A second test was done, this time pitting the fastest chimp (named Ayumu) against 9 college students. This time, 5 numbers were flashed briefly on the screen, then covered up with white squares. Again, the subjects had to touch the numbers in order. When the subjects saw the numbers for a long period of time – almost 1 second – both humans and Ayumu performed equally well. However, when the numbers were shown only very briefly – 2 to 4 tenths of a second – Ayumu performed much better than the humans. He was correct approximately 80% of the time, while the human scores dropped by half, to 40%. Ayumu was much better at taking in the whole picture extremely rapidly, and remembering the positions of the numbers, than were his human competitors. I looked at the videos of Ayumu performing the test, and it was pretty incredible. The numbers would flash on the screen and then disappear so quickly that I could hardly even find the first one! But Ayumu consistently touched the numbers in the right order. I was really impressed.

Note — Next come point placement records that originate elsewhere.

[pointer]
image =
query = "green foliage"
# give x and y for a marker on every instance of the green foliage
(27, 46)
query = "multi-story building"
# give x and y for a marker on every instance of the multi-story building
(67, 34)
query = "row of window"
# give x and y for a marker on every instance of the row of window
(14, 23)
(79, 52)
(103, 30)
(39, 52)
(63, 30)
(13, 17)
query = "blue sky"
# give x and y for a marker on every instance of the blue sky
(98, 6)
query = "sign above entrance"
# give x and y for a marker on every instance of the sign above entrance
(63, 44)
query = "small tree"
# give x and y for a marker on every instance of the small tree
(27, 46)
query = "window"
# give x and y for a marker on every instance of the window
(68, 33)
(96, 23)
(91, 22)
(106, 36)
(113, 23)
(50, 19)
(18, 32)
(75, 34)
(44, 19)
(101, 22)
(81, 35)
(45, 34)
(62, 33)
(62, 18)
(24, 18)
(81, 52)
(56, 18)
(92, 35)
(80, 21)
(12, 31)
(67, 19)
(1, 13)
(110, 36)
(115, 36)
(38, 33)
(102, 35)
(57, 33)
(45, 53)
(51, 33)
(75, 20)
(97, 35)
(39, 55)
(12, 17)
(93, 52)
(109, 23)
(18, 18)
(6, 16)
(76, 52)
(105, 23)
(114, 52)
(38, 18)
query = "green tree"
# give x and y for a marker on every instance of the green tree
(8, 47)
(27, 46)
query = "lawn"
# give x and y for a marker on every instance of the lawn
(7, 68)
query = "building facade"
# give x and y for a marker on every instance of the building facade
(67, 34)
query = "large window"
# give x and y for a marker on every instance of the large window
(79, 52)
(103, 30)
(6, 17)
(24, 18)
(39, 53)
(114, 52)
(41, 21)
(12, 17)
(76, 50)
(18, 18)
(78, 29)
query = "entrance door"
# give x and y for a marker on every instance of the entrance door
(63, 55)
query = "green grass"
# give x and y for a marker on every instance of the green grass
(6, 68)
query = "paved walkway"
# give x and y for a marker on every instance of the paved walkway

Now, before we start bemoaning the poor intellectual abilities of the humans studied here, one very important caveat must be mentioned. Ayumu is only 5 years old. Chimpanzees can live to be 50 or 60 years old, so he’s still several years away from adulthood. The humans he competed with were in their early 20s, past the age of adolescence. The test uses the ability to handle "eidetic imagery," also known as photographic memory or total recall. This is the ability to remember complex spatial arrangements or sounds with extreme accuracy. Eidetic imagery is known to decrease with age; children perform much better on tests of eidatic imagery than do adults. Perhaps what was really shown in this test was eidatic imagery in chimpanzees? Quite possibly, actually, since Ayumu performed much better on the memory tests than did the older chimps in the study, including Ayumu’s mother, Ai. In fact, Ai actually performed worse on the tests than did the human subjects. So perhaps a better comparison to understand how good Ayumu’s memory is would be to compare him to a human 8-year-old.
The study in question was performed by researcher Tetsuro Matsuzawa of Kyoto University. Dr. Matsuzawa is a leading figure in the field of chimpanzee intelligence. Most of his work is known as the “Ai-project,” which studies the language and number skills of Ai (who is, if you remember, the mother of Ayumu). Ai is 29 years old, and is part of an established colony of chimpanzees in Kyoto, a group that has been studied for intelligence since 1978. That makes this paper one of many from the longest-running study on chimpanzee intelligence in the world.